I am a writer because of libraries, because of their cool, dark recesses during hot and smoggy Pasadena summers, when I would hole up between the stacks and read and read and read until I had punched every hole in my summer-challenge library card and gone onto the next. I am a writer because of the refuge of the library during my awkward adolescence, because of the way the books I found by accident taught me about times and places I had never thought of. I am a writer because of wood floors, and twelve-foot-tall windows that let the light fall down onto books that are sweetly musty and eager to be read. I am a writer because of inter-library loan, which sent hundreds of books to my tiny Wallingford branch while I was researching 500 Great Books by Women. I am a writer because of the quick-information line, which answered all my questions in a way far more satisfying than Google will ever be, because the answers were framed in conversations, and sometimes included questions inside themselves. Which, of course, would lead me back to the library itself. Because in the end, libraries remind us that reading is a communal activity, a conversation between writer and reader, reader and reader, page and eyes.

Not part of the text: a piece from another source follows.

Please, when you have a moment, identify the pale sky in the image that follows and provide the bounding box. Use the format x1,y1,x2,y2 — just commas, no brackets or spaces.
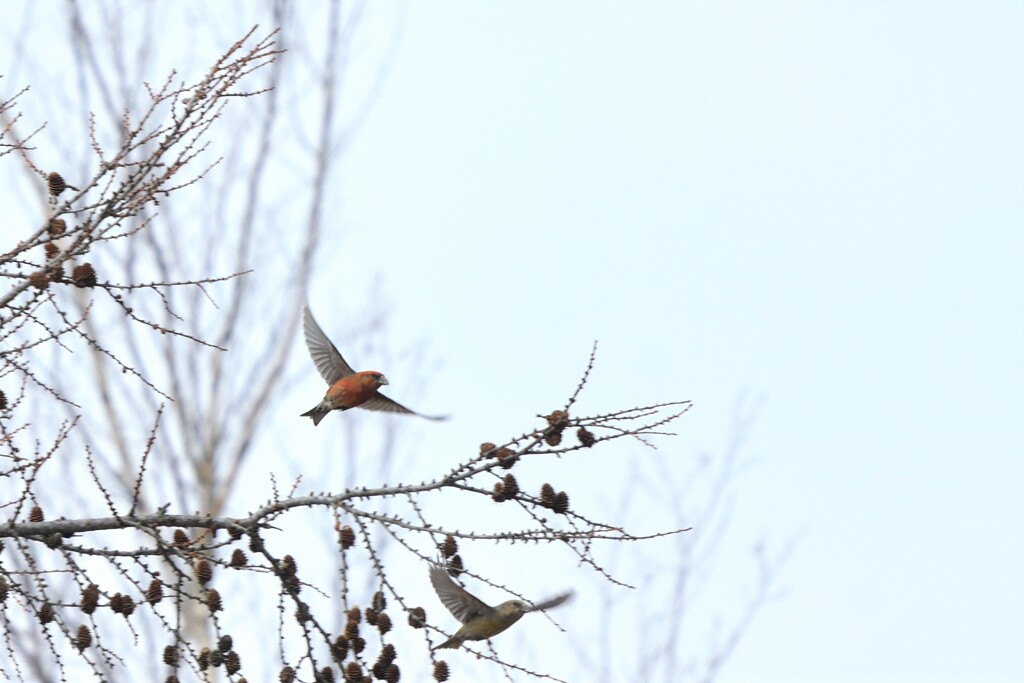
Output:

I’ve traveled to over 50 countries and have lived in several of them. What I miss most about the US while abroad (aside from friends and family) is our breathtaking national parks and our vastly accessible public library system. I love the downtown Seattle public library, not just because of its distinctive architecture, but because it is one of the most diverse places in the city. Homeless men are reading their email and applying for jobs, veiled Somali women are checking out books on computer literacy and English as a second language, children of all colors are mesmerized by the puppet stage and making up their own story hour, writers are congregating in their special rooms, introverts are finding solace, and a business man is sipping a latte on his lunch break, nose stuck in a novel. Each of the neighborhood libraries in Seattle has its own personality, reflective of the community it serves, much like the local farmers’ markets. A society can be judged not only by how it treats its most vulnerable citizens, but also by the quality, quantity, and accessibility of its public institutions. The library is one of our most functional, important, beloved public places. It is democracy in action and a stepping stone to a better world. Please vote yes on Proposition 1.
On August 7, Seattle Proposition 1 will be on the primary ballot. The seven-year, $123-million levy addresses four essential priorities: keeping libraries open, adding more books and materials, improving computer and online services, and maintaining buildings. Learn more about the levy and how public libraries help Seattle patrons like author Eileen Gunn.
I grew up in a town that had no bookstore, just a wire rack of cheap paperbacks at the local newsdealer. A block from that store was the public library, built in 1874 with donated money. It was a small wooden building with high, rounded Queen Anne windows on the second floor, and it was filled with fascinating books — the latest best-sellers, newly published science-fiction and fantasy, romance, historicals, everything I couldn’t buy at the store.
I sampled it all: history, science, archeology, humor, art, and, of course, sexy novels. I discovered Robert Heinlein’s juveniles and read my way through the entire adult SF section. Left alone to roam the shelves, I formed a very personal relationship with books new and old. I once took out a volume — the speeches of Wendell Willkie, if I recall correctly — simply because nobody else ever had: I felt sorry for it.
That was fifty years ago. The world is very different now, but public libraries like the SPL, with open stacks that encourage browsing and discovery, and with enticing branch libraries that put books out in the neighborhoods, where kids and passersby can drop in, still bring the world to the people, and people to the world.
The active presence of the Seattle Public Library, its branches open and accessible to the public, not shuttered and dark most of the time, is essential to the quality of life of Seattle. For the well-being of writers and researchers and people to don’t have easy Internet access, for the enrichment of the children who will be the future of this city and this country, vote on August 7 to support, maintain, and improve the our libraries. Keep the libraries open!